Selling groundnuts by the side of the road does not earn them enough to buy sacks of expensive clean rice.
And Grandmommy cannot earn the money for food and wash all their clothes and also clean the stones out of the rice. So Tola and Dapo and Moji have to help.
But in fact Moji is studying on the old computer that her scholarship school has lent her. She is frowning at the screen with her A+ frown.
And in fact Dapo is using his knees to keep a football up in the air. He is wearing his Africa Cup of Nations frown.
So in fact it is only Tola who is squatting on the floor picking stones out of the rice! From where she is, she can see the bed and the shelf with Grandmommy’s gold earrings gleaming next to the Bible.

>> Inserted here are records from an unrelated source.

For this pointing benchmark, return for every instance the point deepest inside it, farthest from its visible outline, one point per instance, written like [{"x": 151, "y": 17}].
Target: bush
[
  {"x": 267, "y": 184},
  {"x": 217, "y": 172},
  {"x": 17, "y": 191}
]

“Dapo!” she says to her brother. “You are supposed to be helping!”
Dapo kicks the ball up with his knees faster and faster and faster. Then he suddenly traps it under his foot like a rat under a broom. He beams at Tola.
“You see that?” he asks. “You see my World Cup moves? When I become a professional footballer, I will pay for somebody to pick the stones out of the rice.” Dapo pauses.
“Do not worry, Too Small Tola. I will take care of you! But for now, I must practice!”
Dapo starts to kick the ball up on his knees again. And Tola rolls her eyes.
“Moji!” Tola says to her sister. “Come and do the rice with me!”
Moji raises her eyebrows at Tola.
“If I do the rice now, then I will not be able to study. And if I do not study, then I will not become a doctor. And if I do not become a doctor, then I will be picking stones out of rice for the rest of my life.”
“But Moji—” Tola says.
“Leave me alone to become a doctor,” Moji says. “Then I will buy us all expensive rice. Rice with no stones.”
Moji turns back to her computer screen.
Tola scowls. She always does the Saturday jobs alone.
And picking stones out of rice takes forever.
And it is boring-o!
But Tola continues because if Grandmommy comes home and the rice is not finished, then she will not be happy. And Grandmommy might be small, but her lungs are not. And that is also why Tola never tells her that Moji and Dapo do not help with the Saturday jobs. Tola does not want to hear Grandmommy shouting, even if it is not at her.
Dapo kicks the ball up on his knees again. He makes a little grunt each time he does it.
“Dapo!” snaps Moji. “You are not allowed to do that inside! Grandmommy will be angry!”
But it is raining hard, so Dapo cannot practice outside. It is proper Nigerian rain, with fat drops flying down hard and fast like in a rich man’s shower.
“And who will tell Grandmommy?” Dapo grunts. “You, who are supposed to be doing the rice?”
Moji glares at Dapo. Dapo keeps his eyes on the ball. Nothing can puncture his concentration! He is kicking faster and faster. And grunting faster and faster too.
“Dapo!” Moji shouts. “That ball will break something! And then what will Grandmommy do to you?”
It is Dapo’s concentration that breaks!
The ball rolls away and knocks into Tola’s neat piles of rice and stones.
They become one pile of rice and stones mixed together like before.
“Look what you did!” Tola shrieks.
“I told you!” Moji sings out.
“It was you!” Dapo shouts at her. “It was you who did it. You are a witch!”
“A witch!” Now Moji is shrieking too. “Who are you calling a witch?”
Tola sighs loudly and leaves them to argue. She is so angry she could box their heads together. But they look like they are going to do that themselves. So she leaves them to it and starts to separate the piles all over again.